Les Philippines et le Japon ont officiellement lancé des négociations en vue de signer un accord de partage d’informations militaires sensibles, marquant une nouvelle étape dans le renforcement de leur coopération face aux tensions en mer de Chine méridionale.
Dans une déclaration conjointe, les ministères japonais et philippin des Affaires étrangères ont confirmé l’ouverture de discussions sur un accord de type General Security of Military Information Agreement (GSOMIA), un dispositif déjà utilisé par Tokyo avec les États-Unis, l’Australie, le Royaume-Uni et la Corée du Sud.
Un accord centré sur la sécurité maritime
Le futur accord doit porter sur le partage de renseignements concernant les mouvements de navires, les violations de l’espace aérien ainsi que les cybermenaces affectant la zone économique exclusive des Philippines en mer de Chine.
Le président philippin Ferdinand Marcos Jr a estimé que cet accord contribuerait à « renforcer non seulement les alliances régionales, mais aussi l’ordre international fondé sur des règles ». Les deux pays prévoient désormais d’organiser une réunion ministérielle « 2+2 » à Tokyo en septembre, réunissant les ministres des Affaires étrangères et de la Défense des deux États.
Tokyo renforce son offensive en Asie du Sud-Est
Cet accord s’inscrit dans la stratégie plus large du Japon visant à renforcer ses partenariats militaires avec plusieurs pays d’Asie du Sud-Est. Début mai, le ministre japonais de la Défense Koizumi Shinjiro s’était déjà rendu à Jakarta et Manille afin d’approfondir la coopération maritime avec l’Indonésie et les Philippines.
Tokyo cherche notamment à renforcer trois axes majeurs : l’interopérabilité militaire, le partage d’informations sensibles et les transferts d’équipements militaires japonais. Le Japon a récemment assoupli ses règles sur les exportations d’équipements de défense.
Des satellites japonais pour surveiller la mer de Chine méridionale
Le ministère japonais de la Défense a également annoncé vouloir proposer aux Philippines un protocole technique permettant à la marine philippine d’accéder à douze satellites japonais de surveillance d’ici 2027. Cette coopération renforcerait les capacités de surveillance maritime de Manille dans les zones contestées de la mer de Chine.
Parallèlement, le budget annuel de modernisation de la marine philippine est passé de 2,8 milliards de dollars à 4,1 milliards de dollars.
Pékin dénonce un accord hostile
La Chine a rapidement réagi à l’annonce de ces échanges.
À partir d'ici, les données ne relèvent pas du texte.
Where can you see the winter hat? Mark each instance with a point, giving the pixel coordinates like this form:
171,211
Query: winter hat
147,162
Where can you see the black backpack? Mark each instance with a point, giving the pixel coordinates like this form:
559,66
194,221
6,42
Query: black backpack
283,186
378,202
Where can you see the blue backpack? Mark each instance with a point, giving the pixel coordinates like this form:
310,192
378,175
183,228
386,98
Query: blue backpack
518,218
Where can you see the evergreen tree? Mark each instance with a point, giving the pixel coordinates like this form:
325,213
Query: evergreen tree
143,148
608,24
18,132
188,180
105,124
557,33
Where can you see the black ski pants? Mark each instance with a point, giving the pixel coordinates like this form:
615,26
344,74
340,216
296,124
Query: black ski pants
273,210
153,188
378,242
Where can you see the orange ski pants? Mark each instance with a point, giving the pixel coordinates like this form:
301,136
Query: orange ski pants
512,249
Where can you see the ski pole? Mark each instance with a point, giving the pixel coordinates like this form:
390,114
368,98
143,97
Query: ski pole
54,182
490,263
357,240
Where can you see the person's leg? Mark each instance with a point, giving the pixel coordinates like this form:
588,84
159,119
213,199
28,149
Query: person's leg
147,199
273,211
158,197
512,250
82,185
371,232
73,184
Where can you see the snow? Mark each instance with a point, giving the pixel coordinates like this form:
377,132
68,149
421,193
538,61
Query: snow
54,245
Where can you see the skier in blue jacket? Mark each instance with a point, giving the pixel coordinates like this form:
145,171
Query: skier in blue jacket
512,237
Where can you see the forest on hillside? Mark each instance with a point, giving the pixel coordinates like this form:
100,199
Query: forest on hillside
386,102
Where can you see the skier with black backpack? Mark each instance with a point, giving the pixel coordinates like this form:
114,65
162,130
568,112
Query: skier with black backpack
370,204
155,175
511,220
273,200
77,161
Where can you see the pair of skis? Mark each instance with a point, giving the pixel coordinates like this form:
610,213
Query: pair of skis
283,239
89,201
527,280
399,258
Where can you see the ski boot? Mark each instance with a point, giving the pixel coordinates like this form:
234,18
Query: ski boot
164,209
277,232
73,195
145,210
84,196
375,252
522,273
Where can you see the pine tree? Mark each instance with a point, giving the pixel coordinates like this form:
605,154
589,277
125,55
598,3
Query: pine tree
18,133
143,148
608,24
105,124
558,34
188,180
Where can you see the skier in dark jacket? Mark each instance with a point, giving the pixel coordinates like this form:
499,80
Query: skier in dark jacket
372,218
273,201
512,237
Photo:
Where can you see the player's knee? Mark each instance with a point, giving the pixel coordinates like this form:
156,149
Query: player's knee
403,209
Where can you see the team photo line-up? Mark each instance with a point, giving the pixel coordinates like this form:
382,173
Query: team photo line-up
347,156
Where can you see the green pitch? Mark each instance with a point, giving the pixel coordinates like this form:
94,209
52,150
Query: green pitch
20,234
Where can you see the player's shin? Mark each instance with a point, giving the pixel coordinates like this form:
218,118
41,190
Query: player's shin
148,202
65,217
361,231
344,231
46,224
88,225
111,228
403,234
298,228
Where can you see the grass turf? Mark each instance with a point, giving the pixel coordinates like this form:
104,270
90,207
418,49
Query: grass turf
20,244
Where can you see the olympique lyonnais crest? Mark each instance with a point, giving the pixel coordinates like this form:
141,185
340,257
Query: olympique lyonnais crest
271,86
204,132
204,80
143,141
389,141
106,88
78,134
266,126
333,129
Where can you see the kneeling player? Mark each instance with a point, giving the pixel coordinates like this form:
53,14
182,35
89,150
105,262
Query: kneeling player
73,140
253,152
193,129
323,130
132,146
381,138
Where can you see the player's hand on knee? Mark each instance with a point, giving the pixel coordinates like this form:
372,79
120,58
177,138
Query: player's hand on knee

Le porte-parole du ministère chinois des Affaires étrangères, Lin Jian, a exprimé la « ferme opposition » de Pékin à ce rapprochement et a averti que la Chine prendrait des « contre-mesures nécessaires ».
Les tensions restent particulièrement fortes autour des revendications territoriales chinoises en mer de Chine, où plusieurs incidents impliquant des navires philippins et chinois se sont multipliés ces derniers mois.
Washington soutient le projet
Les États-Unis ont immédiatement salué cette initiative. La porte-parole du département d’État américain, Tammy Bruce, a indiqué que Washington « soutenait pleinement » cet accord, soulignant l’importance d’une coopération renforcée entre partenaires stratégiques dans la région indo-pacifique.